Durant’s ’10 to 12 championships’ comment sounds outrageous until you break it down. Jordan alone won six titles in eight seasons with the Chicago Bulls. Olajuwon captured two championships in the mid-1990s, both while Jordan was briefly out of the league. Drexler, often overshadowed historically, was a perennial Finals-caliber player who finally broke through with Houston in 1995.
From 1990 to 1998, every NBA Finals featured at least one of those three players. From 1991 to 1998, every champion had either Jordan or Olajuwon. Put all three on the same roster, in their primes, under one system, and the competitive balance of the league likely disappears.

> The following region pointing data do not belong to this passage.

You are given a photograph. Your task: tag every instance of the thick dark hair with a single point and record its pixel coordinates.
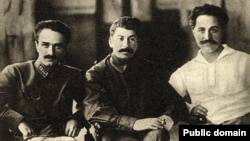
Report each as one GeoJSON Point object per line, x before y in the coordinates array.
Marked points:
{"type": "Point", "coordinates": [126, 22]}
{"type": "Point", "coordinates": [54, 25]}
{"type": "Point", "coordinates": [212, 10]}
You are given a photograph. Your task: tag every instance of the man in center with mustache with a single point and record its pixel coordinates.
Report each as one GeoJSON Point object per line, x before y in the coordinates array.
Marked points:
{"type": "Point", "coordinates": [127, 97]}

The fit would have been absurd. Olajuwon was anchoring the defense as the most versatile two-way center of his era. Jordan as the relentless perimeter scorer and elite defender. Drexler as the secondary creator, slasher, and transition nightmare. There are no defensive weaknesses to exploit, no offensive gaps to hide.
Durant’s comment also carried extra weight because it came during the same conversation in which Olajuwon named Shaquille O’Neal, Patrick Ewing, and David Robinson as the toughest defenders he ever faced. Even among legends, Olajuwon spoke with the authority of someone who had truly seen it all.
That Houston hesitation altered everything. Jordan goes to Chicago, Olajuwon becomes the Rockets’ lone pillar, and Drexler spends most of his prime battling Jordan’s Bulls with the Blazers. The league gets dynasties instead of one unstoppable superpower.